Atlanta, United States (CNN)–During a national broadcast to celebrate Nigeria’s 61st independence, President Muhammadu Buhari praised social media for being a “very useful platform.” However, he said it has lost its way to “a platform for organizing, coordinating and carrying out criminal activities, spreading fake news, and promoting ethnic and religious sentiments”.
This contributed to the federal government’s blocking of Twitter in June, Bukhari said. He added that a committee set up to resolve the dispute agreed that the social media company must resolve four critical issues before the ban is lifted.
Bukhari noted that the committee, along with its technical team, engaged with Twitter and addressed a number of key issues, namely: “national security and cohesion. Registration, physical presence and representation; fair taxation, conflict resolution and local content.”

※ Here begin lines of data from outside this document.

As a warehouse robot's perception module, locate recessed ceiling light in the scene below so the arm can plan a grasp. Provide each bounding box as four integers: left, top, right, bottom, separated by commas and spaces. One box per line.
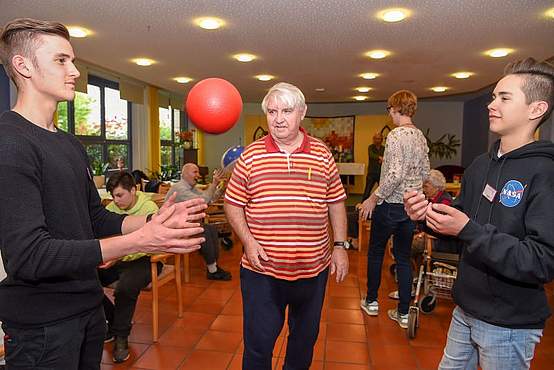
233, 53, 256, 63
485, 48, 514, 58
67, 26, 92, 39
431, 86, 448, 92
451, 72, 474, 79
360, 72, 379, 80
133, 58, 156, 67
365, 50, 390, 59
173, 77, 192, 84
194, 17, 225, 30
255, 75, 275, 81
378, 8, 410, 22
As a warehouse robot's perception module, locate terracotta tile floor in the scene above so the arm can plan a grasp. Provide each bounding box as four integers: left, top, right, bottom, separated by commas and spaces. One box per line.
102, 238, 554, 370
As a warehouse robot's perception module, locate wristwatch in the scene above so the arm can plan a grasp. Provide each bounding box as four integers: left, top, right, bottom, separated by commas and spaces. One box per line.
333, 240, 352, 249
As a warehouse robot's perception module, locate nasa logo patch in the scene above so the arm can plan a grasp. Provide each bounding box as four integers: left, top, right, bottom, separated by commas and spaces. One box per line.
500, 180, 525, 208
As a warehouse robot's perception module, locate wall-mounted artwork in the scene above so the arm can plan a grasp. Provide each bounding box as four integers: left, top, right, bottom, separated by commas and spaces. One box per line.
302, 116, 355, 162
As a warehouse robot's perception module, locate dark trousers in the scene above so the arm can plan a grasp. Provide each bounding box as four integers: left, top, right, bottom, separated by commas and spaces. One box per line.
200, 224, 219, 265
2, 307, 106, 370
98, 256, 157, 337
366, 202, 415, 315
362, 172, 381, 201
240, 267, 328, 370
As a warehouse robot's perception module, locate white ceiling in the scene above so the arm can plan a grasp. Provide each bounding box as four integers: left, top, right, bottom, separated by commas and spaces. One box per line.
0, 0, 554, 102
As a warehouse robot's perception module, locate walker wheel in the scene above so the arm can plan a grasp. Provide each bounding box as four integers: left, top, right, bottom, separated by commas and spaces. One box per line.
418, 295, 437, 314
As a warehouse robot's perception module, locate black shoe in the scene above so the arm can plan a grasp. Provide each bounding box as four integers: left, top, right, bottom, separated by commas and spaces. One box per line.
206, 266, 231, 281
112, 336, 129, 364
104, 329, 115, 343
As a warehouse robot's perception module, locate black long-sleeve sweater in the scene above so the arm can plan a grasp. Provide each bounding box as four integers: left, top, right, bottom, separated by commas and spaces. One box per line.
453, 141, 554, 328
0, 111, 124, 327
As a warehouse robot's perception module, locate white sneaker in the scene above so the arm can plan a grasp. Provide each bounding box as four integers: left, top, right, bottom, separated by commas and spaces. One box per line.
388, 308, 408, 329
360, 298, 379, 316
389, 289, 415, 299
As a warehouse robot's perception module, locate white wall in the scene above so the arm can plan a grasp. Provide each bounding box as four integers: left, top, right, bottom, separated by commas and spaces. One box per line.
204, 101, 464, 169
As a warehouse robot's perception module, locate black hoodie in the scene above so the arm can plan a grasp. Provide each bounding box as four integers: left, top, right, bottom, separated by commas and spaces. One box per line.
453, 141, 554, 329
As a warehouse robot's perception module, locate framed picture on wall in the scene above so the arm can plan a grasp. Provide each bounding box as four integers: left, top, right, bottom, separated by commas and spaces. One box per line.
302, 116, 356, 162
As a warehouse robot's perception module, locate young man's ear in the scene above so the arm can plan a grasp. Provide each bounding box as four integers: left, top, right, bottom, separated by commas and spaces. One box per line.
12, 54, 31, 78
529, 100, 548, 120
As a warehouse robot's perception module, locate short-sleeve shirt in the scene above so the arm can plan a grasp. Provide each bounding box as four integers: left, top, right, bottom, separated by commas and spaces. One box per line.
225, 129, 346, 280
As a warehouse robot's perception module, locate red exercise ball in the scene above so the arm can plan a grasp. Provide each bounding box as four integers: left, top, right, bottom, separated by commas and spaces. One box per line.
185, 78, 242, 134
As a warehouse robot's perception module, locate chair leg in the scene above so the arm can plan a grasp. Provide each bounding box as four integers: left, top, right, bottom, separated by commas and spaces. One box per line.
183, 253, 190, 283
150, 262, 160, 343
175, 254, 183, 318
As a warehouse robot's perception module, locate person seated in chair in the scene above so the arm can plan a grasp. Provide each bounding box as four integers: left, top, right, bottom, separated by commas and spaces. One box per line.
165, 163, 231, 280
98, 172, 162, 363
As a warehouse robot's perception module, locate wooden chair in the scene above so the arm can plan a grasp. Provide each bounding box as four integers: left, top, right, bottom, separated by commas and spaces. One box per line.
145, 253, 183, 342
110, 253, 183, 342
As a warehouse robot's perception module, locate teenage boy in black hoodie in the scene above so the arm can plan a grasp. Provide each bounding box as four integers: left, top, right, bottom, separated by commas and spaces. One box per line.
404, 58, 554, 370
0, 18, 206, 370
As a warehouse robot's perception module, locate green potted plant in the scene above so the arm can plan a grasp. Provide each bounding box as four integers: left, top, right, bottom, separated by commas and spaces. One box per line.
177, 131, 194, 149
425, 129, 460, 159
91, 160, 110, 189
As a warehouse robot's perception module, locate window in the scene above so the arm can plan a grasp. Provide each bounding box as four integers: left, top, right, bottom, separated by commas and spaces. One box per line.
57, 76, 132, 173
159, 106, 182, 166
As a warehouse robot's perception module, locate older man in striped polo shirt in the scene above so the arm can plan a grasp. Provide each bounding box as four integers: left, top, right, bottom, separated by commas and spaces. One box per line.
225, 83, 349, 370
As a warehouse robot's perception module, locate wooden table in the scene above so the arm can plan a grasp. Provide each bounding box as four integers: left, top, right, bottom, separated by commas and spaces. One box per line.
444, 182, 462, 197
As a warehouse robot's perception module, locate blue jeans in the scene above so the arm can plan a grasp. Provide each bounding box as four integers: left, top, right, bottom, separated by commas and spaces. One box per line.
366, 202, 415, 315
2, 307, 106, 370
240, 267, 329, 370
439, 303, 542, 370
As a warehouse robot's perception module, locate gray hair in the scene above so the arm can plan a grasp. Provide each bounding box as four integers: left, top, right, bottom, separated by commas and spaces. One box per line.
262, 82, 306, 114
425, 170, 446, 191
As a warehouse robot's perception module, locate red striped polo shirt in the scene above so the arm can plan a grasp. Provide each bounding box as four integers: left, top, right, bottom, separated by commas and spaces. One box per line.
225, 128, 346, 280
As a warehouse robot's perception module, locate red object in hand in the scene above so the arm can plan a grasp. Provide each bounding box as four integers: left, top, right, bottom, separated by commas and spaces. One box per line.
185, 78, 242, 134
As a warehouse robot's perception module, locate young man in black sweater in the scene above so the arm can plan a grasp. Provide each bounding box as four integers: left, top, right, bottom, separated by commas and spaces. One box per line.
405, 58, 554, 370
0, 19, 206, 369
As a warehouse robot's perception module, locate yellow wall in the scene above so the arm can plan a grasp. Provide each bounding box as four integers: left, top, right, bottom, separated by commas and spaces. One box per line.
148, 86, 161, 171
244, 114, 394, 194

“As a country, we are committed to ensuring that digital companies use its platform to improve the lives of our citizens, respect Nigeria’s sovereignty and cultural values, and enhance online safety,” the Nigerian president added.
Bukhari said that some of the conditions that Twitter must meet include setting up an office in the country and registering for taxation by the government.

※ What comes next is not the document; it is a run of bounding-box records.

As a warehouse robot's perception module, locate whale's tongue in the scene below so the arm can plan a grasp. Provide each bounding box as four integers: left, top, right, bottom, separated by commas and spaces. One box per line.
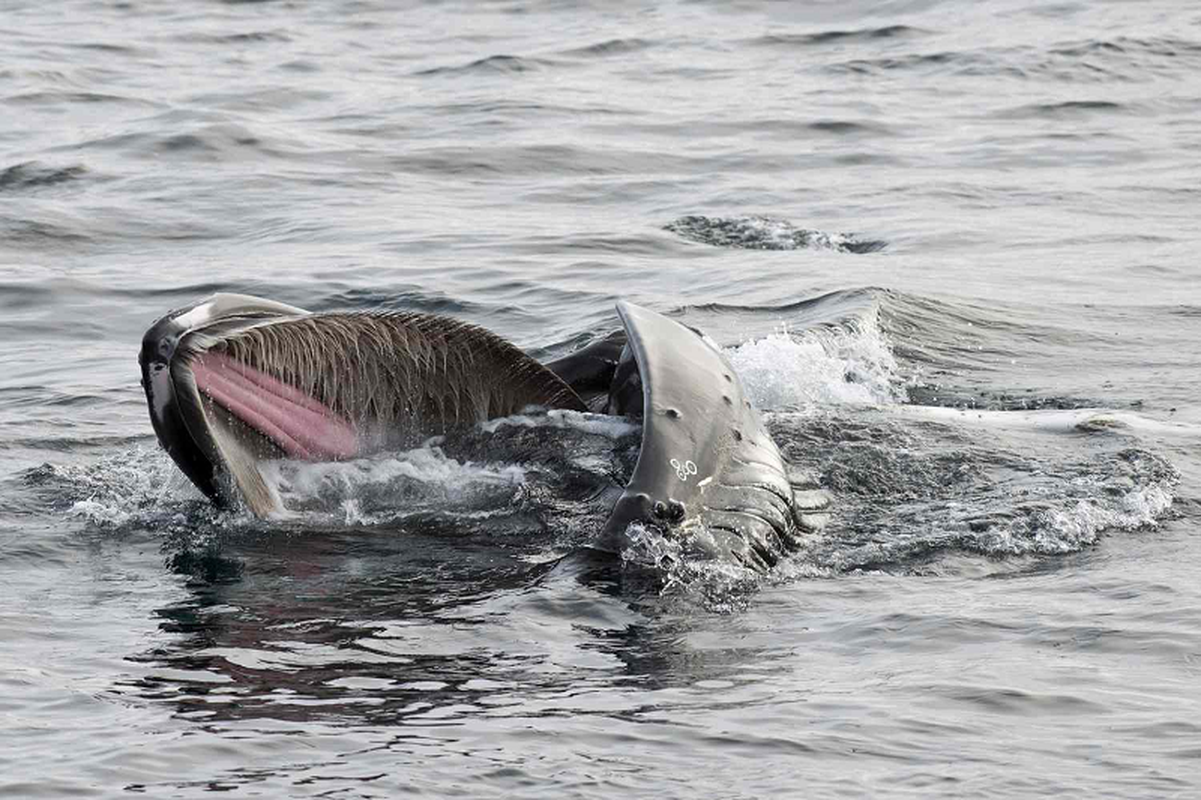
191, 351, 360, 461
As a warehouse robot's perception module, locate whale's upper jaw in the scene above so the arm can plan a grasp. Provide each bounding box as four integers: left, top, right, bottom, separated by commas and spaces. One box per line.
139, 294, 587, 517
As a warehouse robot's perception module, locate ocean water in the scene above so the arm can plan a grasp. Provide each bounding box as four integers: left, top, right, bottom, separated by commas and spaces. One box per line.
0, 0, 1201, 799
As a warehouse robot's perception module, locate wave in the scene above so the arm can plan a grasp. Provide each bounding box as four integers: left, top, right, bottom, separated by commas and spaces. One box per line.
416, 54, 561, 77
664, 215, 888, 253
746, 25, 932, 47
0, 161, 88, 192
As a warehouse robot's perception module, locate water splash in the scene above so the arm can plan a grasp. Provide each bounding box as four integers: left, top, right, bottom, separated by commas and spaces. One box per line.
727, 315, 907, 411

These conditions were previously set in August by the country’s Minister of Information and Culture, Lay Mohamed.
CNN has reached out to Twitter for comment on the president’s remarks.
Meanwhile, a Nigerian civil rights group rejected what it called the “conditional lifting” of the ban on Twitter.
“We reject the ‘conditional’ lifting of the ban on Twitter in Nigeria by the Buhari administration,” the Social and Economic Rights Accountability Project group said in a Friday tweet.
“President Buhari must immediately and unconditionally lift the illegal Twitter suspension and allow Nigerians to freely exercise their right to freedom of expression,” the tweet read.
The Twitter ban in June came days after the social media giant deleted a tweet from the president that many considered offensive.
In a tweet, Buhari threatened citizens in the southeastern region after attacks on public property.
“Many of those misbehaving today are too young to realize the devastation and loss of life that occurred during the Nigerian Civil War,” he said.
He added, referring to the civil war between Nigeria and Biafra, which is estimated to have killed at least one million people.
According to Internet Freedom Watch’s Netblocks tool, the ban has cost Nigeria more than $709 million in the past 118 days.